E diz que Portugal «pode receber menos imposto por litro, mas ao aumentar de forma significativa o número de litros, acaba por arrecadar mais impostos: baixa os impostos e aumenta a receita. É bom para todos».

Ao Nascer do SOL, Paulo Monteiro Rosa, economista do Banco Carregosa,  refere que o preço do barril do Brent subiu cerca de 10 dólares, mais de 10%, desde o Natal até à semana passada. «Esta subida foi ainda mais acentuada em euros, devido à depreciação do euro, que perdeu quase 2% face ao dólar nesse período», refere, lembrando que os preços dos combustíveis «são, sobretudo, determinados pelas cotações do Brent da semana anterior, pelo comportamento do mercado cambial — neste caso, do euro face ao dólar, uma vez que o petróleo é cotado na moeda norte-americana, enquanto a moeda de Portugal é o euro — e, por último, pela fiscalidade que incide sobre os combustíveis, a qual determina igualmente o preço final nas bombas».

Falando na decisão do Governo, Paulo Monteiro Rosa reforça o que tinha dito ao nosso jornal na semana passada: «Para os consumidores, esta medida não se traduziu num agravamento fiscal, uma vez que a taxa de carbono, que incide sobre os combustíveis, desceu de forma semelhante, resultando numa neutralidade fiscal destas alterações».

Daqui para a frente, o economista diz que tudo depende de vários fatores. «Em primeiro lugar, o comportamento das cotações internacionais do petróleo influenciará diretamente o preço final». Ora, se o preço do barril de Brent mantiver uma tendência de alta, «é possível que os preços nas bombas aumentem, especialmente se o euro continuar a desvalorizar-se face ao dólar».

Mas não só. Paulo Monteiro Rosa diz que «a fiscalidade aplicada aos combustíveis também terá um papel importante. Embora tenha ocorrido uma neutralidade fiscal no início do ano devido à redução da taxa de carbono que compensou o aumento do ISP, qualquer alteração nas políticas fiscais ou novos ajustes na taxa de carbono poderá impactar os preços». No entanto, «o Governo português admite mesmo recorrer novamente a um mecanismo de correção para, à semelhança do que aconteceu durante o pico inflacionista, mitigar o aumento dos preços».

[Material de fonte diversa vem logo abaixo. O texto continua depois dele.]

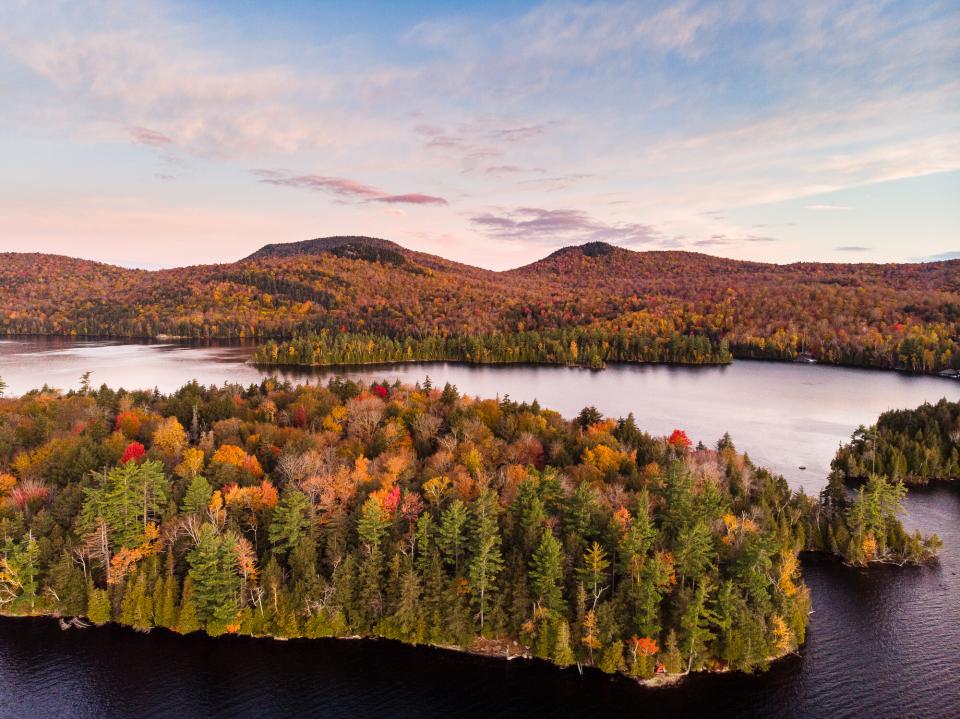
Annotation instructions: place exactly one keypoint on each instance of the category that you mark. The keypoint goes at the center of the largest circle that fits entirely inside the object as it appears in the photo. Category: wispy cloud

Por fim, outros fatores, como o comportamento da procura, a dinâmica de oferta e as tensões geopolíticas, «podem contribuir para a volatilidade dos preços». Portanto, «embora não seja possível prever com precisão, é razoável esperar que os preços dos combustíveis continuem sujeitos a variações, com a possibilidade de novos aumentos se o cenário internacional e fiscal assim o determinarem», termina Paulo Monteiro Rosa.

Já Vítor Madeira, analista da XTB, diz que «estas oscilações foram provocadas pelo aumento das previsões de consumo de petróleo a nível mundial da Agência Internacional de Energia, pelo aumento das previsões do PIB mundial pelo FMI e pela manutenção dos cortes na produção dos países da OPEP+» e que existe ainda «incerteza sobre a potencial aplicação de novas sanções à Rússia, que iria, naturalmente, impactar o mercado energético mundial».